Canada's Automated Clearing Settlement System (ACSS), operated by Payments Canada, processes approximately 33 million transactions worth CAD 55 billion each business day. The system handles the country's core retail payment flows including payroll direct deposits, pre-authorized debits, bill payments, and government disbursements. On an annualized basis, ACSS clears roughly 8.25 billion transactions worth CAD 13.75 trillion, making it one of the larger batch clearing systems globally by both volume and value.

ACSS operates through a tiered clearing model with 13 direct clearers exchanging payment items bilaterally and roughly 100 additional members accessing the system through sponsoring institutions. Final settlement occurs on a deferred net basis through Lynx, Canada's real-time gross settlement system launched in 2021. This two-system architecture mirrors the dual infrastructure common across G7 economies, where a high-value RTGS system operates alongside a retail batch clearing layer.

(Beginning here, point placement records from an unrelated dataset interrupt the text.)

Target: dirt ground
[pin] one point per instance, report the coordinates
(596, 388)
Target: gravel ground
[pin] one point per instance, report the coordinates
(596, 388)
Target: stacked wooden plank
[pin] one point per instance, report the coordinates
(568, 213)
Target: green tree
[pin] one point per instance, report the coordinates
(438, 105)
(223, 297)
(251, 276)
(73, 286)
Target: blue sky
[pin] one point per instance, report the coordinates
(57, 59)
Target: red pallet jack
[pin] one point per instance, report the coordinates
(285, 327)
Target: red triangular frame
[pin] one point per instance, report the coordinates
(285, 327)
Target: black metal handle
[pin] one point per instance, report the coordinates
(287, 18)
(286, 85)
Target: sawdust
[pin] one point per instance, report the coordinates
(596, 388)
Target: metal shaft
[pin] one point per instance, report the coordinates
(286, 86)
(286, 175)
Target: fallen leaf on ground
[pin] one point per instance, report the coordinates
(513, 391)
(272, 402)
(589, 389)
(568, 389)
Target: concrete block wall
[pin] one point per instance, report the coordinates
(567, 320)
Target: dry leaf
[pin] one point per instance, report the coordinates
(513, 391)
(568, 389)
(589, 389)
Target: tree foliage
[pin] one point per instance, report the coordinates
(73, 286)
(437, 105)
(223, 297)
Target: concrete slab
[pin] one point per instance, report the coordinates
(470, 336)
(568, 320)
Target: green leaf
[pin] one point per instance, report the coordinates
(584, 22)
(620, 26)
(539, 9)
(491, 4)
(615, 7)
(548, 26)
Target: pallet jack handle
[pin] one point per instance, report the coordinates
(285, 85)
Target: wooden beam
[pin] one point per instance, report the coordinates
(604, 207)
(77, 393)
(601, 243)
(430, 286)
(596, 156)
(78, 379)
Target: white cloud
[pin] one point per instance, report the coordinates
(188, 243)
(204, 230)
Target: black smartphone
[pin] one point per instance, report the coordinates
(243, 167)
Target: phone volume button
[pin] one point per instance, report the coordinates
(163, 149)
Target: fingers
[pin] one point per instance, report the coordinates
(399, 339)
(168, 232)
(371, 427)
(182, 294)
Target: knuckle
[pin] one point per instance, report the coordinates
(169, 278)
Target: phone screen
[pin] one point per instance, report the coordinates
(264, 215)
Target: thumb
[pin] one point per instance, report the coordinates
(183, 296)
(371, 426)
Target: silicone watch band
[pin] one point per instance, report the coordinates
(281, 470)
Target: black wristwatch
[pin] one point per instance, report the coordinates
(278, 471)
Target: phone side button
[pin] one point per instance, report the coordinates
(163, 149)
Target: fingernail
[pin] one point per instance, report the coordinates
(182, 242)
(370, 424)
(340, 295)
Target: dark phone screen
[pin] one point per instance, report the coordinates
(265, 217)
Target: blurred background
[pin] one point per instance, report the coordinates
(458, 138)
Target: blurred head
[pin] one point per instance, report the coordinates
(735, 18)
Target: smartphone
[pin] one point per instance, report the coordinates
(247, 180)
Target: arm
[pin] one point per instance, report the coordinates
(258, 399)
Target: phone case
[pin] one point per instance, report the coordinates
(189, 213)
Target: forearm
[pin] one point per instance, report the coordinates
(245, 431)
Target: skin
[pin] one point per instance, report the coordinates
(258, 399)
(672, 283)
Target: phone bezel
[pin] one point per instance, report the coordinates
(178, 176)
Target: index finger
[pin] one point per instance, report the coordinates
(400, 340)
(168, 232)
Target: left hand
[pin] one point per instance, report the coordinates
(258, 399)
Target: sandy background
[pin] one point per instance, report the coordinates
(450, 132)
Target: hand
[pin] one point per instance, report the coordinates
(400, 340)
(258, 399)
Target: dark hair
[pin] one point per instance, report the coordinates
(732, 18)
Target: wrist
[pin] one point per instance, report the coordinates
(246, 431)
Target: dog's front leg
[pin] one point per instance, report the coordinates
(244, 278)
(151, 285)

The membership base is expanding. In January 2026, five fintech payment service providers became the first non-bank members of Payments Canada following regulatory changes under the Retail Payment Activities Act. Meridian Credit Union joined in March 2026 as the first provincial credit union to gain membership, extending the historically bank-dominated clearing structure to new categories of financial institutions.

ACSS faces a structural transition as Canada's Real-Time Rail (RTR) progresses toward launch. The instant payment system entered industry testing in 2026 and is expected to go live in late 2026 or early 2027. The RTR will use Interac as its exchange component and settle through Lynx, providing a real-time clearing alternative for suitable payment types.

Experience in other markets suggests batch clearing persists alongside instant rails for extended periods. Australia's AusPayNet removed a 2030 target decommissioning date for BECS, its equivalent batch system, after the Reserve Bank of Australia found insufficient industry coordination for migration to the New Payments Platform. Payments Canada has not published a similar decommissioning timeline for ACSS, and the system's 33 million daily transactions suggest batch processing will remain integral to Canadian payments well beyond RTR launch.

The average ACSS transaction size of approximately CAD 1,700 reflects the system's broad role across consumer and commercial payments. Pre-authorized debits, a substantial component of ACSS volume, remain difficult to replicate on instant rails due to batch-oriented processing logic and mandate management requirements. When the RTR launches, the transition dynamics between batch and instant clearing will depend on Interac's pricing structure, bank integration timelines, and whether Payments Canada establishes use-case migration targets for specific payment types.